Friday, May 16, 2014

DAY 5 LOST IN LONDON



I sorted a timed entry ticket for the Matisse show at the Tate Modern for 10am and set out from my place in Clerkenwell to walk directly south where I would encounter the Thames and the Tate. After 45 minutes of walking I could see no sign of the Thames and consulted my map to try to understand why I was now on Oxford street and it became clear that I had somehow been walking directly west towards Soho. Not a bad place to end up – but not the Tate Modern. I discovered that timed entry is a rough guide and I was cheerfully admitted at 11.30.

Walking around the Matisse cutout exhibition I can marvel at the scale of his projects.
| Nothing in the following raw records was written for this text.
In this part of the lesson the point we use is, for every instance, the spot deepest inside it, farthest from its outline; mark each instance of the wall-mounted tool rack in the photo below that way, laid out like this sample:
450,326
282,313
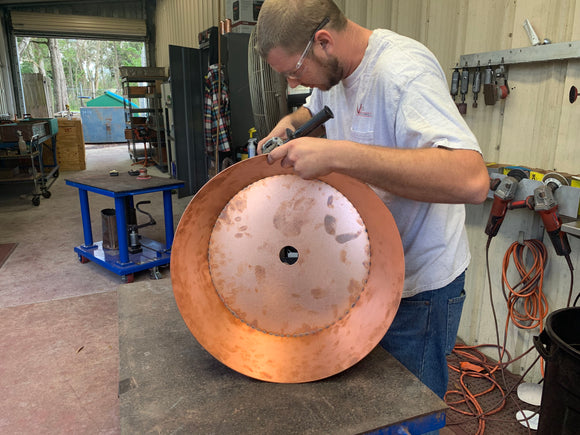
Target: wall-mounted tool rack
512,56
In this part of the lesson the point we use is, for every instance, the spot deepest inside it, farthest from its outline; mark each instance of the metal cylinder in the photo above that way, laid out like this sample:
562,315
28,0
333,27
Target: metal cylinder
109,221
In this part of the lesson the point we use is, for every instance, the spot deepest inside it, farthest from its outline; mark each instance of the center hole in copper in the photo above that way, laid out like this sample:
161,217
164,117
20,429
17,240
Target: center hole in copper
289,255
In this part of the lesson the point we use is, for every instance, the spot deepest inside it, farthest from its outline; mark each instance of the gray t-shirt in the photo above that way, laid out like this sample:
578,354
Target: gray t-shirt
398,97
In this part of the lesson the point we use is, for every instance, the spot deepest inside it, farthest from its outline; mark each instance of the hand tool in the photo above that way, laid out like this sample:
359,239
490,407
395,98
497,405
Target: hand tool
489,91
476,85
455,78
504,193
464,90
316,121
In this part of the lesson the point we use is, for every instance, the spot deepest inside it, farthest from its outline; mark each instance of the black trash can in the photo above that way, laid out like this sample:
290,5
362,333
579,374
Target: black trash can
559,345
109,220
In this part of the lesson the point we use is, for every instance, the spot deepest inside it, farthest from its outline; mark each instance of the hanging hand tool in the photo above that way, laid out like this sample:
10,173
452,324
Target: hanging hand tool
464,90
316,121
455,78
504,193
476,85
489,92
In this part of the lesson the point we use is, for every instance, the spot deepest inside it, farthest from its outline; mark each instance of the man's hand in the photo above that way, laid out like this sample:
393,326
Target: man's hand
291,122
278,131
310,157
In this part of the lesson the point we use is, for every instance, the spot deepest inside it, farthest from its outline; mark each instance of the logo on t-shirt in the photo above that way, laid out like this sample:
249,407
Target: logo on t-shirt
360,112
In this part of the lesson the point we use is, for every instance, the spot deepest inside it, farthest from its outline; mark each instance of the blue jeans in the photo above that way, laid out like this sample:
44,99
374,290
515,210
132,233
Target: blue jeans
424,330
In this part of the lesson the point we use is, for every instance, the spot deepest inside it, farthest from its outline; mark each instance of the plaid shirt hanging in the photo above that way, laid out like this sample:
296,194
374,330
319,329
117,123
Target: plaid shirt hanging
216,122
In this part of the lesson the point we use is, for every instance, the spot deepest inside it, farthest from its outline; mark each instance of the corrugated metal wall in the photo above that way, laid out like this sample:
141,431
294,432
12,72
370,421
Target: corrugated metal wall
535,128
179,22
6,97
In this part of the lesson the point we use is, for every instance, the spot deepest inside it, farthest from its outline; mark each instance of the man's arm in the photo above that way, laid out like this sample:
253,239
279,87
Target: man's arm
439,175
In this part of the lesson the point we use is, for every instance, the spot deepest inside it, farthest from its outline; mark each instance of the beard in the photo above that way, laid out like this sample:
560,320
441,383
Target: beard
332,72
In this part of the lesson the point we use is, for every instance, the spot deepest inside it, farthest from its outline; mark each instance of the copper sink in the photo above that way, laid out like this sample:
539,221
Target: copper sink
284,279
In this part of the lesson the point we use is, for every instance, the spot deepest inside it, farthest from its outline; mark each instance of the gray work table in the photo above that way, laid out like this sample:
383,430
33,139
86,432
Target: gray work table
169,384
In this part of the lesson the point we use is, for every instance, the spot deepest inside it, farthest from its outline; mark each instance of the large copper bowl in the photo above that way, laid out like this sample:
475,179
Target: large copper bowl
284,279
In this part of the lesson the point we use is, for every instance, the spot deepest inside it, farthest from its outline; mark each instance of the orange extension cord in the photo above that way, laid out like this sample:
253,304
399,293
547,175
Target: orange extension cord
527,308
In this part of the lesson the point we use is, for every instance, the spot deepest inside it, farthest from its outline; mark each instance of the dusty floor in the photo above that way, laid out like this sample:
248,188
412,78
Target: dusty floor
59,351
58,317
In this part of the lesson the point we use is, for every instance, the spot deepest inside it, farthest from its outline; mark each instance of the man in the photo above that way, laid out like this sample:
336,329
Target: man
397,129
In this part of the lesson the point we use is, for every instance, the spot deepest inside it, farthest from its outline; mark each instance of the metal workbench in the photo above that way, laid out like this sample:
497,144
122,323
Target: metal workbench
123,188
169,384
41,175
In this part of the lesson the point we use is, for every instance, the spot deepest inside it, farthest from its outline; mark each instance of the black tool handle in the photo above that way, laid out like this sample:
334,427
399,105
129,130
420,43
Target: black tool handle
317,120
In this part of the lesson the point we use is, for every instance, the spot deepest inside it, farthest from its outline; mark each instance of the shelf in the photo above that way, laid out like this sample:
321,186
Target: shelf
536,53
140,86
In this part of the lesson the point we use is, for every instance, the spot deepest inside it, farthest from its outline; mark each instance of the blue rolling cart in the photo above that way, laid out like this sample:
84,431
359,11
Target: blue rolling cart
123,188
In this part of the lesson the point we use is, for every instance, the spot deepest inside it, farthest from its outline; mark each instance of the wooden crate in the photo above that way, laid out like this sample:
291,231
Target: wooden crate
70,145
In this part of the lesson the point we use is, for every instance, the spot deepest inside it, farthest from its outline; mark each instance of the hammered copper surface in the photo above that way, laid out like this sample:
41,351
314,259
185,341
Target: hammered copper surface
284,279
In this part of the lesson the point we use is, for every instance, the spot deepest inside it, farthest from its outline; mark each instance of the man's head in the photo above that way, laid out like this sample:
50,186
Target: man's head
287,33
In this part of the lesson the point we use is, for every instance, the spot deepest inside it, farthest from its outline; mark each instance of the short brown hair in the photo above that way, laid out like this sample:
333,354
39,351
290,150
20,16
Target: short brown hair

For an old man with limited mobility and failing health to conceive of such ambitious projects displays a grand mind. He warns the viewer that the cut out medium will require a reassessment of our criteria of observation - and I try to do this. I realise that I have failed when I round the corner and see two large paintings and my heart skips. Such feeling! Such touch! Such colour! The colour is not any different in hue and saturation to the cut outs but it enters my eyes and my mind more directly. How can I explain this?

I was fortunate enough to see a Richard Hamilton exhibition here too – an English pop artist of whom I was unaware. It was a major retrospective and it seemed to me that his career took a similar trajectory to Brett Whitely (although Hamilton experimented more with assemblage and printmaking). His paintings, when he did do them – are beautiful and remind me a lot of some of Whitely’s figurative works. Hamilton’s lifestyle was equally interesting – hanging out with Mick Jagger and Patti Smith and Robert Mapplethorpe and all the A-listers of his time.

Two other rooms dedicated to Cy Twombly and Rothko respectively made my day complete. I didn’t know that Twombly made sculptures. They are so static and quiet and placed in front of his dynamic large-scale drawings they seem to be the antithesis in mood.

I walked home across the Thames, north – and made it.